The toil through the centuries had yielded a perfect specimen of human beauty and performance. He truly had become Prometheus. What he had never entirely managed, however, was getting a reign on the human emotions he experienced. All the time he had spent as both an outsider and as a master socialite had only served to further befuddle him in his pursuit for understanding the human heart. If it were only as simple as transplanting such an organ, he often thought while sitting alone in his study as he sipped on some fine single-malt scotch. For all his intelligence – which may as well be boundless, judging by his development thus far – and all his capabilities – which were countless –, he still had no clear grasp of the multi-dimensionality of breadth of human emotion. Every time he thought he might finally have a working hypothesis that might yield a proper theory, it crumbled into dust and sand in his very hands.
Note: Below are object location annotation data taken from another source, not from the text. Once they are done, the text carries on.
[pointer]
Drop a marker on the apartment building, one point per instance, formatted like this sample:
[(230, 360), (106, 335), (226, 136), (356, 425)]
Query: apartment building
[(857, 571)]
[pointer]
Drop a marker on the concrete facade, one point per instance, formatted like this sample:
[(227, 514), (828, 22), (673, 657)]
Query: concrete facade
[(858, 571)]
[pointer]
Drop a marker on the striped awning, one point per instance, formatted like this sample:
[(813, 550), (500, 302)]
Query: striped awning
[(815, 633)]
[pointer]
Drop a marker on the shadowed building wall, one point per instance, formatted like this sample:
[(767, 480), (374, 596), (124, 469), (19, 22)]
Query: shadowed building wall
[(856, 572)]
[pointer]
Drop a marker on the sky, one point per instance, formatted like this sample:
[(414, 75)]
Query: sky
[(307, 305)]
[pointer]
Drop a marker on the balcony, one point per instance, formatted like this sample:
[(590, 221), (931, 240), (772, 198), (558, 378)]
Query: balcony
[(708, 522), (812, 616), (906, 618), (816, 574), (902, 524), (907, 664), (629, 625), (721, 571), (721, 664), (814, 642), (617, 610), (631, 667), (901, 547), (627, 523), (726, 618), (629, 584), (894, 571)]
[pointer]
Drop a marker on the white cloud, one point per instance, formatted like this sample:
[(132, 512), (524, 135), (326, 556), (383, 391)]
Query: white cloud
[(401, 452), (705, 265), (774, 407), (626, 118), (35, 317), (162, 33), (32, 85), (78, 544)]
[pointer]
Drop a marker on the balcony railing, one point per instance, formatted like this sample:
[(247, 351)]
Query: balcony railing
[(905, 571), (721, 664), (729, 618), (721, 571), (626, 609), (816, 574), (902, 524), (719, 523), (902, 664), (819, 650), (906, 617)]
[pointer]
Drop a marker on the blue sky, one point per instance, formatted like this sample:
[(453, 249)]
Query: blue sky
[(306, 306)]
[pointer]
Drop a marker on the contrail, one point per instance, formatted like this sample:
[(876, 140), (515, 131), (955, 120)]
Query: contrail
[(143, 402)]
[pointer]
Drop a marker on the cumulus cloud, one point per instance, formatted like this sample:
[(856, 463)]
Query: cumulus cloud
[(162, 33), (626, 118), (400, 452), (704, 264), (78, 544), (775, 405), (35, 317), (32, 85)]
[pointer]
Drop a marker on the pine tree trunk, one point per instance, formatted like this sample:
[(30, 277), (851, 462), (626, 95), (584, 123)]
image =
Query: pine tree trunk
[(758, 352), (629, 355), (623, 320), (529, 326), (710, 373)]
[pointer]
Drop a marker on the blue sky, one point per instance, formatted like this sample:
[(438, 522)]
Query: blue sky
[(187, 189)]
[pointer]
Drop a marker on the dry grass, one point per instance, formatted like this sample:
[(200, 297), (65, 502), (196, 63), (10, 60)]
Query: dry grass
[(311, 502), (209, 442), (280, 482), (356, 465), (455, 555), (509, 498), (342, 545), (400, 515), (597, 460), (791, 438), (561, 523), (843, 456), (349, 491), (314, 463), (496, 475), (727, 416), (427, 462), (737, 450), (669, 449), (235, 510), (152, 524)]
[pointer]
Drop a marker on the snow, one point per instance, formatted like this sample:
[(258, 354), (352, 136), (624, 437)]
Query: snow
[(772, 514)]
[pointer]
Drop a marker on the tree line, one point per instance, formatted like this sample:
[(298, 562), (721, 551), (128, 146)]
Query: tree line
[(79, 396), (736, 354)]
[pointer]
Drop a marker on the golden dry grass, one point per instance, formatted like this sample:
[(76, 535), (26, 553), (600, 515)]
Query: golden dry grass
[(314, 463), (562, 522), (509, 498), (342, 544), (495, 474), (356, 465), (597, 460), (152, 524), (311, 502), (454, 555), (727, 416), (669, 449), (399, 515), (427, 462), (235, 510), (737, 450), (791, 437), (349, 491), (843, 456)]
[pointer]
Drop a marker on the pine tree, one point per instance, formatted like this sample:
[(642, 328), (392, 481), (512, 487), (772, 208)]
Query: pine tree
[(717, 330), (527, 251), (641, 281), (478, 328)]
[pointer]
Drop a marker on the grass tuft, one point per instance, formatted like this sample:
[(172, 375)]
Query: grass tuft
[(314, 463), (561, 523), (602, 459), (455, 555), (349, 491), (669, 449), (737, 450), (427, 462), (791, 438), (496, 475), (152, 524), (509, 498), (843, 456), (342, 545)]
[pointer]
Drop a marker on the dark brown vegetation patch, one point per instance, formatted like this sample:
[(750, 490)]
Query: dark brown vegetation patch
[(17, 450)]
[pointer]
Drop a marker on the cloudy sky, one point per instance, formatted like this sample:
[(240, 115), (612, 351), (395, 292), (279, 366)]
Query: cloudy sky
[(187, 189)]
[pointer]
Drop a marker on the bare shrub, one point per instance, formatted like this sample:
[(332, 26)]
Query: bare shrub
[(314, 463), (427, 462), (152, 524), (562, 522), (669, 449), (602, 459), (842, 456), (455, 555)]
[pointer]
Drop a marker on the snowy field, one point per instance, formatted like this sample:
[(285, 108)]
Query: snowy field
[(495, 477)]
And what of this elusive, ethereal, abstract construction they called love? It was based on chemicals and electric currents within the brain, a staple of evolution and absolutely necessary throughout human history and prehistory for the preservation and proliferation of the species, and yet so strangely mutated and distorted in the past three hundred years or so. Perhaps even longer… The fact of the matter was that there really wasn’t much documentation of any scientific value on it, at least not in the higher thought area of the phenomenon. There was certainly a lot of data on the basic biochemical processes and bioelectrical interactions, how the neural pathways were altered through the presence of this strange and uniquely human abstract – though he suspected that certain apes and simians were well capable of it, as well.

What little he had been able to conclude was that there was a certain hint at madness, at mental disorder and neurological disease that went hand-in-hand with love. Philosophically, this was not the equal of what self-less love should be. Many religious and philosophical writings had been devoted to the notion of true, selfless love, denouncing any other manifestation of love as untrue. He had spent much time pondering this, in contrast with the depth of his own experience in the human condition, and found that the existence of one did not outright preclude the other. No, it was not exclusive that one would exist while the other could not and vice versa. Sometimes, the existence of the features of the less purely perceived permutations of love only meant that there were peculiarities in the features of the sentimental landscape of the person who was feeling it, while being perfectly capable of experiencing and expressing the more self-less aspect and, at some point reaching the pinnacle. However, this pinnacle was never truly sustained; it was only natural to reach it and loses it and reacquire it. Nothing ever remained the same.

He understood that he would likely outlive humanity as a species, and one day become something else entirely. He comprehended, as well, that he might never be able to understand this subject at all.